Tous en piste!

Curieux, tout de même. Depuis plus d'une décennie, la popularité du vélo à Montréal va grandissant. Malgré tout, aucun investissement majeur n'a été fait dans le réseau cyclable depuis les dix dernières années. Un paradoxe que déplore bien haut Vélo Québec.

Cela est d'autant plus étrange que la teneur des sommets d'arrondissement qui se sont tenus sur l'île le mois dernier ont prouvé hors de tout doute que le vélo est une préoccupation des citoyens. Au point même que Vélo Québec a été étonné de la popularité de la bicyclette: 23 des 27 sommets ont accouché de propositions mentionnant le vélo.


«Le vélo est à Montréal ce que la tarte aux pommes est à la Nouvelle-Angleterre, s'est réjoui le directeur général de l'organisme, Jean-François Pronovost. C'est extrêmement encourageant pour la suite des choses.»


La suite des choses pour Vélo Québec, c'est l'adoption, lors du sommet de Montréal qui aura lieu la semaine prochaine, d'un plan d'actions qui «permettra d'en finir avec le mode stationnaire sur lequel le vélo a roulé depuis les 15 dernières années».


Ce plan d'actions réclamé reprend les demandes faites en octobre dernier lors des élections municipales, lesquelles ont été bonifiées ces dernières semaines lors du sommet virtuel tenu par Vélo Québec. Une centaine de commentaires et de propositions ont ainsi été acheminés à l'organisme. Ironiquement, pour résumer le tout, Vélo Québec a dépoussiéré un slogan du groupe Le Monde à bicyclette vieux de plus de 25 ans: «On veut des pistes!»

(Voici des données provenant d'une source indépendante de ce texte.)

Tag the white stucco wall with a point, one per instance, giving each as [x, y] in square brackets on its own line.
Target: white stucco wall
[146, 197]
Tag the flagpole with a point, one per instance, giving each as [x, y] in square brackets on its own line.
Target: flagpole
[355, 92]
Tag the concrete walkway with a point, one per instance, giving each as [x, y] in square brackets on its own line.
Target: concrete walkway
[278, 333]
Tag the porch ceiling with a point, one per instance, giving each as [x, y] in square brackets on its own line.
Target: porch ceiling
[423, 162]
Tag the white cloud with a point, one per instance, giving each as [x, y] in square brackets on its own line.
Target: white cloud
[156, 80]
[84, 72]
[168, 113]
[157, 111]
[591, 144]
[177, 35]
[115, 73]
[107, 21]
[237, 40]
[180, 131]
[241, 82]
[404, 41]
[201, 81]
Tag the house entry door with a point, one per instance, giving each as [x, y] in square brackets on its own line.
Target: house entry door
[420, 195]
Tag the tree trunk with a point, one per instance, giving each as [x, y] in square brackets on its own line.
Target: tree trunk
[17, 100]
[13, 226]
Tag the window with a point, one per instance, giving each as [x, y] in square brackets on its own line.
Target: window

L'ensemble des consultations ont mené à un consensus qui se synthétise dans une formule, disons, très actuelle: une île, un réseau cyclable cohérent. «Il n'y a pas eu de développement depuis 10 ans dans le réseau cyclable montréalais, sinon des petites choses ici et là», a fait remarquer M. Pronovost. Or les citoyens veulent un réseau cyclable cohérent, a-t-il ajouté, qui permette de traverser la ville sans se buter à tout moment à un cul-de-sac.


C'est pourquoi Vélo Québec suggère que 175 kilomètres de pistes cyclables soient ajoutés aux 350 kilomètres existants. «Et ça, ce n'est que pour compléter les grands axes», a précisé François Vermette, coordonnateur du développement du Réseau vélo métropolitain. Vélo Québec estime qu'avec une enveloppe annuelle d'environ 3,5 millions de dollars, le chantier pourrait être terminé en cinq ans.





Réputation de Montréal


Un des problèmes actuels réside dans le fait que la classe politique s'assoit sur la réputation de Montréal, croit Vélo Québec. Combien de fois a-t-on entendu que Montréal avait été classée première ville de vélo par la revue américaine Bicycling? Des centaines. Mais combien de fois a-t-on précisé que les infrastructures n'y étaient pour rien? Que l'ambiance était au coeur du classement? Aucune, déplore le d.g. de Vélo Québec. «Et à l'heure actuelle, je ne présenterais pas la candidature de Montréal vu la qualité de son réseau cyclable», a-t-il ajouté.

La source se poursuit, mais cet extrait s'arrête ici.